Velocity Reviews

Velocity Reviews (http://www.velocityreviews.com/forums/index.php)
-   Perl Misc (http://www.velocityreviews.com/forums/f67-perl-misc.html)
-   -   Problem handling a Unicode file (http://www.velocityreviews.com/forums/t899658-problem-handling-a-unicode-file.html)

MoshiachNow 08-28-2006 06:34 AM

Problem handling a Unicode file
 
HI,

Got a file that when opened with a Notepad looks like (a sample line) :

[HKEY_LOCAL_MACHINE\

I know it's some type of Unicode (can not figure which one),since when
I print lines in Perl - get the following:

[ H K E Y _ L O C A L _ M A C H I N E \

I basicaly need to replace some strings inside the file,so I need to
decode it from Unicode,and eventually save it in unicode.
Have tried the following:

1.open(FILE, ":utf8", "Araxi.reg"); #no good,stll prints spaces
between charachters

2.my $STRING = decode("EBCDIC", $_); #no good,stll prints spaces
between charachters

All this did not get me far.
How do I achieve the above goals (after establishing the exact unicode
format) ?
Thanks


Brian McCauley 08-28-2006 07:37 AM

Re: Problem handling a Unicode file
 

MoshiachNow wrote:
> HI,
>
> Got a file that when opened with a Notepad looks like (a sample line) :
>
> [HKEY_LOCAL_MACHINE\
>
> I know it's some type of Unicode (can not figure which one),since when
> I print lines in Perl - get the following:
>
> [ H K E Y _ L O C A L _ M A C H I N E \
>
> I basicaly need to replace some strings inside the file,so I need to
> decode it from Unicode,and eventually save it in unicode.
> Have tried the following:
>
> 1.open(FILE, ":utf8", "Araxi.reg"); #no good,stll prints spaces
> between charachters


When Microsoft adopted Unicode it had not yet become clear that utf8
was the "usual" encoding and they went for utf16le as their default
encoding.

open(FILE, "<:encoding(utf16le)", "Araxi.reg") or die $!;

Actaully you can leave out the 'le' as the BOM will tell Perl the
byte-order.

IIRC Windows puts a BOM on utf8 files too so it is in principle
possible to open a file that could be latin1, utf8, utf16be or utf16le
and infer the encoding.

AFAIF there's no simple encoding() in Perl to do this as BOMed utf8
post-dates the initial implementation of Unicode in Perl.

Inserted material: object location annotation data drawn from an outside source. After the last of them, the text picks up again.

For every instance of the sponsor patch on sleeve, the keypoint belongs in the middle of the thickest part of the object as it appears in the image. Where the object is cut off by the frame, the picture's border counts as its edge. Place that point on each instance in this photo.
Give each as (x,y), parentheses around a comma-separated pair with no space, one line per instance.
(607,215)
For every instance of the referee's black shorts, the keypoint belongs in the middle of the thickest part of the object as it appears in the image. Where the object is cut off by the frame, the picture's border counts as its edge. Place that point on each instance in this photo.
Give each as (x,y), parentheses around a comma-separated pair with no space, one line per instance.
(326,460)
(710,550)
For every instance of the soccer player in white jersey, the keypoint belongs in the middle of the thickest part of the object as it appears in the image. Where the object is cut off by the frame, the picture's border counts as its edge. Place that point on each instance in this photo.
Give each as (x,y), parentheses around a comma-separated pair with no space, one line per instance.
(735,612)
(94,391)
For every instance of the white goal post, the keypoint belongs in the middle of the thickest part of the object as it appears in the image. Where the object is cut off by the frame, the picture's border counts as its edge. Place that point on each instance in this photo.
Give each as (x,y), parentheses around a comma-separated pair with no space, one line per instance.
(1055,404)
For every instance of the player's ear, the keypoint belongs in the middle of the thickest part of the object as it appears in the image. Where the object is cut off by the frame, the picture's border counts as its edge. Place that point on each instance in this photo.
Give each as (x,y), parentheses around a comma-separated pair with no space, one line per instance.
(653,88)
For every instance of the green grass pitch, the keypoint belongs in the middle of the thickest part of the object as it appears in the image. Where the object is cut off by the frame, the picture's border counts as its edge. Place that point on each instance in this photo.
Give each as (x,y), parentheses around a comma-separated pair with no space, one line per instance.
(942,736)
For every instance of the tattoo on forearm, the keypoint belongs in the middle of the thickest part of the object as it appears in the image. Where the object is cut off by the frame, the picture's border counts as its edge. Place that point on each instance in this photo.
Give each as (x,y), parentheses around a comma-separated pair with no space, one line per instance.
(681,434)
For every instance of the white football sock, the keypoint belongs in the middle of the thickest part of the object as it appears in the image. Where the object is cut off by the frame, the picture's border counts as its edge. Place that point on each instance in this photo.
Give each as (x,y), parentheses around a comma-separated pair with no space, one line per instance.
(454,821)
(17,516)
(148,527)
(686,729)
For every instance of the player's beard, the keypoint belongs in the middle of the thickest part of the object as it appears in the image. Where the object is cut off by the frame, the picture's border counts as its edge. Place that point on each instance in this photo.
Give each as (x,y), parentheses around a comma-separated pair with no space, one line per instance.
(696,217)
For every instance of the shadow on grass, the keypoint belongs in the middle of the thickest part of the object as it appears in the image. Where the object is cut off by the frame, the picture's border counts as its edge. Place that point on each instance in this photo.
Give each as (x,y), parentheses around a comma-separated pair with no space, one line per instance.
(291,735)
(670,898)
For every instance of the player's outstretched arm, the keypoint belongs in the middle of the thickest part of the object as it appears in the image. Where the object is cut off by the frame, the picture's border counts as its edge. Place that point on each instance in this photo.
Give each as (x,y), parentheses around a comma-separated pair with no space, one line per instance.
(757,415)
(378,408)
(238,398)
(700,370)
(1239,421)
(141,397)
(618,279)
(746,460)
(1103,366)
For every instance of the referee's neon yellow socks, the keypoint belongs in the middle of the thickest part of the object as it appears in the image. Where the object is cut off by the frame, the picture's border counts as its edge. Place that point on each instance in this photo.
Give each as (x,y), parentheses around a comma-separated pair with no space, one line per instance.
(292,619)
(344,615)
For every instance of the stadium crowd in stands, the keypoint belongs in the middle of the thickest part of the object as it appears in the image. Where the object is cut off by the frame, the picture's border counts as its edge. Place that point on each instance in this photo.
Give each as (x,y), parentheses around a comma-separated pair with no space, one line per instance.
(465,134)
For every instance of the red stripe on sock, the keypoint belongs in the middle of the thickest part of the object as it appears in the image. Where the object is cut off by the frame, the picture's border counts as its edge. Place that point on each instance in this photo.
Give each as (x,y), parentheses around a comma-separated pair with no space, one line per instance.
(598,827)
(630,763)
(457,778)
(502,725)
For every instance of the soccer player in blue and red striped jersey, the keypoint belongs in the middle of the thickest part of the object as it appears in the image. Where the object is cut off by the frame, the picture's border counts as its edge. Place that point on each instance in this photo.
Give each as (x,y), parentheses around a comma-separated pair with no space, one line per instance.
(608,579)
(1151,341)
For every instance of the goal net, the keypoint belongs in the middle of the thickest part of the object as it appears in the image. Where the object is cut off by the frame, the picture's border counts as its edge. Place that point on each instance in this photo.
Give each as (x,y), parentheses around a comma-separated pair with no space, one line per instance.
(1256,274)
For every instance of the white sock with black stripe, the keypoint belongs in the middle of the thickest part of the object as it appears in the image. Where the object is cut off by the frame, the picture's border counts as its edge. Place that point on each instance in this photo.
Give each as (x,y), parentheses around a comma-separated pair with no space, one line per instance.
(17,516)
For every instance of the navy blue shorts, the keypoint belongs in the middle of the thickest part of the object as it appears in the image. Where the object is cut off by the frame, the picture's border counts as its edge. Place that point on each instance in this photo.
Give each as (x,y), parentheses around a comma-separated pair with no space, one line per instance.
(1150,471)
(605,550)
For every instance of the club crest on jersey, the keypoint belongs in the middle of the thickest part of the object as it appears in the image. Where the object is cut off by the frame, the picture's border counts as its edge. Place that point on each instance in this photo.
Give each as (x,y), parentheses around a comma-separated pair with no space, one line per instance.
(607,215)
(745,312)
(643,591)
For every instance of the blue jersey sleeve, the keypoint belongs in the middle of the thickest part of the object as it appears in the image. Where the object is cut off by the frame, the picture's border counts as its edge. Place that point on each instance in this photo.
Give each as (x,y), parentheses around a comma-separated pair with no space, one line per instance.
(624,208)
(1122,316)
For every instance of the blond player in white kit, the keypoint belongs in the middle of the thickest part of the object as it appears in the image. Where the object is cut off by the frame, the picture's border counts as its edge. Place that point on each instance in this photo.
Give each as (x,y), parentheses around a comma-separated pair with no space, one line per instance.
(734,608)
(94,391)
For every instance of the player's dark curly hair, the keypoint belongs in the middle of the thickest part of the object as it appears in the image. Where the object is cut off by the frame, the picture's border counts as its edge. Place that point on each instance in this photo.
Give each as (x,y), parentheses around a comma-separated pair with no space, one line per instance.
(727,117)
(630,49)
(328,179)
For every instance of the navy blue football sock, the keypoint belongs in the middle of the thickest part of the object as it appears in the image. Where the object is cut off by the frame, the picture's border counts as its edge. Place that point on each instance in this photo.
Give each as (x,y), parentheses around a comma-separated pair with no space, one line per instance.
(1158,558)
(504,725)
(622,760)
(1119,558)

MoshiachNow 08-28-2006 10:11 AM

Re: Problem handling a Unicode file
 
Thanks,

did just that.Reads the file nicely.
Then I want to reolace strings in the file and write it back in utf16
to Araxi2.reg.
I use the code below,but the file does not look good in Notepad
anymore,meaning the format is not exactly utf16 ...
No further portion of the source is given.